Lisa pointed to her in warning. “Watch where you’re going with this.”
“I’m just saying.” Everley laid her head atop the stable door and closed her eyes. “I guess I could see the appeal, though. The busyness. The uncomplicated relationships.”
“The busyness I like. I could do with less quiet, though, Ev. I need to get more people into this place or I’ll be paying my property tax bill with an IOU come summer.”

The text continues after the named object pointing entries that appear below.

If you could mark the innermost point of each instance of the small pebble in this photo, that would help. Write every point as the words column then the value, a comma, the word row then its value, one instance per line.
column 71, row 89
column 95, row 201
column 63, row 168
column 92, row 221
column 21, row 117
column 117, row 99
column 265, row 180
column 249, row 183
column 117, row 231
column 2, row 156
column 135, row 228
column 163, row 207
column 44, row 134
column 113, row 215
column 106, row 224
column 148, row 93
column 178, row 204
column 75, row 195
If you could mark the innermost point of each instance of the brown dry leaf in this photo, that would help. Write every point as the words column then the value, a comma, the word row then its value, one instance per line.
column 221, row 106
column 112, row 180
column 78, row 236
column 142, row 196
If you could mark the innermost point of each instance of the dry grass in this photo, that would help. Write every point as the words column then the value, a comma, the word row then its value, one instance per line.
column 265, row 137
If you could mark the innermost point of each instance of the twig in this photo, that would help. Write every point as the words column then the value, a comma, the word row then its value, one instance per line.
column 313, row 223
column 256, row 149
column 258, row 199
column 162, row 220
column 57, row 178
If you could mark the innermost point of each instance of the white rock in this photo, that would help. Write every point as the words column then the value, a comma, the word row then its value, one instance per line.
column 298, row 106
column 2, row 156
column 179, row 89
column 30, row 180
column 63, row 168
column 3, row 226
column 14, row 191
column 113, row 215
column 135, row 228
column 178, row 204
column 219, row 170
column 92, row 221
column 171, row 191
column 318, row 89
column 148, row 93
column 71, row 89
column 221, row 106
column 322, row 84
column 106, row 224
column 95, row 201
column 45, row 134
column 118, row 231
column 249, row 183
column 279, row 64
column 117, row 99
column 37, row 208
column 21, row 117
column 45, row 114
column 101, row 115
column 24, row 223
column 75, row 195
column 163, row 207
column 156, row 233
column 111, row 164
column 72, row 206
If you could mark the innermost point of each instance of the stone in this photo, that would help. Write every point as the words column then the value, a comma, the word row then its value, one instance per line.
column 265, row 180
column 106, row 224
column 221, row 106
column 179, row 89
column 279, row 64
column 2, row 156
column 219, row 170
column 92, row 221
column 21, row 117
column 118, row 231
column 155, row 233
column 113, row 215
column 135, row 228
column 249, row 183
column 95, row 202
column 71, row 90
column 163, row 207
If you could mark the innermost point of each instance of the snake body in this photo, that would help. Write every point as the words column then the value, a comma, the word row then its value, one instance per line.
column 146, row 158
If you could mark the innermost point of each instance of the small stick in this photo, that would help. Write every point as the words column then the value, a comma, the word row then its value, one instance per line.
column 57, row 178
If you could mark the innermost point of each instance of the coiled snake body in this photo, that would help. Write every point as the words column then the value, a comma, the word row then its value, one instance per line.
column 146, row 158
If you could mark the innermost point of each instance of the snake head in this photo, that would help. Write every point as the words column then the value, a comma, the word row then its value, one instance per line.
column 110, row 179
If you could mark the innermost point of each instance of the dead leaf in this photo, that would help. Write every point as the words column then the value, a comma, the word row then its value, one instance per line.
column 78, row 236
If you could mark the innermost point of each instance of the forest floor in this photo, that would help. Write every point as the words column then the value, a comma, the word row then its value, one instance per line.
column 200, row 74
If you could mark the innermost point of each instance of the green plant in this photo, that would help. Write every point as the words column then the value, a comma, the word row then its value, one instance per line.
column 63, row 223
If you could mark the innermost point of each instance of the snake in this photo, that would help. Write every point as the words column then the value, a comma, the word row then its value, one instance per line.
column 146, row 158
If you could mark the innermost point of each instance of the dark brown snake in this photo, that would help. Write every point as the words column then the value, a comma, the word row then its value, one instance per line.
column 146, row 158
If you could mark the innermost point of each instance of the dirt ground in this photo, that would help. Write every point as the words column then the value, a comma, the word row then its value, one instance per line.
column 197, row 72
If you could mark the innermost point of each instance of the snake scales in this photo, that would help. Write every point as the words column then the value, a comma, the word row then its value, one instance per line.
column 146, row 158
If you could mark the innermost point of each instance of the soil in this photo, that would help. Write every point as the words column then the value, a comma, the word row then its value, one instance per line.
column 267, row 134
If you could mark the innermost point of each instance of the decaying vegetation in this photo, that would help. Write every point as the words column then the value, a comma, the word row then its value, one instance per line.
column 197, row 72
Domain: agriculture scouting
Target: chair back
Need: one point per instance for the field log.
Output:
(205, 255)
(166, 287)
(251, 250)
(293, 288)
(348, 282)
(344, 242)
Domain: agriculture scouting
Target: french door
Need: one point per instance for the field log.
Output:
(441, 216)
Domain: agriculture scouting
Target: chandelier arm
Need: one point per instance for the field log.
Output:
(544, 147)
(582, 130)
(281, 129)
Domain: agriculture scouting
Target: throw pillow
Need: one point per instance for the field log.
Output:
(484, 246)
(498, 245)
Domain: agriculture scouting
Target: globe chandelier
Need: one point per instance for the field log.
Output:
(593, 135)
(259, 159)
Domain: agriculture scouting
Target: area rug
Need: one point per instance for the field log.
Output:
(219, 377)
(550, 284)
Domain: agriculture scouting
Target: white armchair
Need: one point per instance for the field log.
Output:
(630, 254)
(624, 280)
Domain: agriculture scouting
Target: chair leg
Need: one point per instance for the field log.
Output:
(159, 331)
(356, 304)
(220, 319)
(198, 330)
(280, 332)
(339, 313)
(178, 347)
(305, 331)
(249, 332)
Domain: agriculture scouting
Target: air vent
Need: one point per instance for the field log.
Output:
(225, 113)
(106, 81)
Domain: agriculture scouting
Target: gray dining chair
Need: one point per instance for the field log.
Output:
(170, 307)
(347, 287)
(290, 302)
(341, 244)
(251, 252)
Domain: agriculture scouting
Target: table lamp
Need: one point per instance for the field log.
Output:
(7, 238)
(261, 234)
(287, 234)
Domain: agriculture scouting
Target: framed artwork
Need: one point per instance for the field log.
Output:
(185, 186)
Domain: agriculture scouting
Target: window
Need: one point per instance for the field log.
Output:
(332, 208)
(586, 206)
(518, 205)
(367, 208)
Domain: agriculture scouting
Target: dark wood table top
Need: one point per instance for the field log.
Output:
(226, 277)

“You know I’ll help you out.”
“I know you would, but I won’t let you. You’re not exactly employed right now, at least by anyone who isn’t me, and I know what I pay you.”
“I have money.”
“Yeah. So do I. A dwindling inheritance. When my grandmother moved up north, all she had was two pennies to rub together. I sank everything she left me into this place. If it doesn’t take off, she’s going to rise up out of her grave down in Rocky Mount and drift all the way here to fuss at me.”
“I’ll help you.”
“With the ghost?” Lisa scrunched her nose. “You got some talents you didn’t tell me about?”
“No.” Everley grabbed a mangled towel off the hook nearby and lobbed it at her friend. “With the place. I told you. I can’t promise you miracles, but figuring out some sort of marketing plan for you is the least I can do to repay you for being my rock for so many years.”
Her father would never think to look for her there, if he cared enough to go looking at all. She didn’t think he’d ever been farther west in the state than Staten Island.
She’d tried to do the responsible thing so no one raised any panic alarms. She’d sent notes to both parents saying she was going to be off the grid for a while and that she’d forward her new number whenever she had it. She’d been at Lisa’s for a week. She suspected her inbox was overflowing, but other than to pay a few bills that couldn’t be ignored, she’d been avoiding the Internet.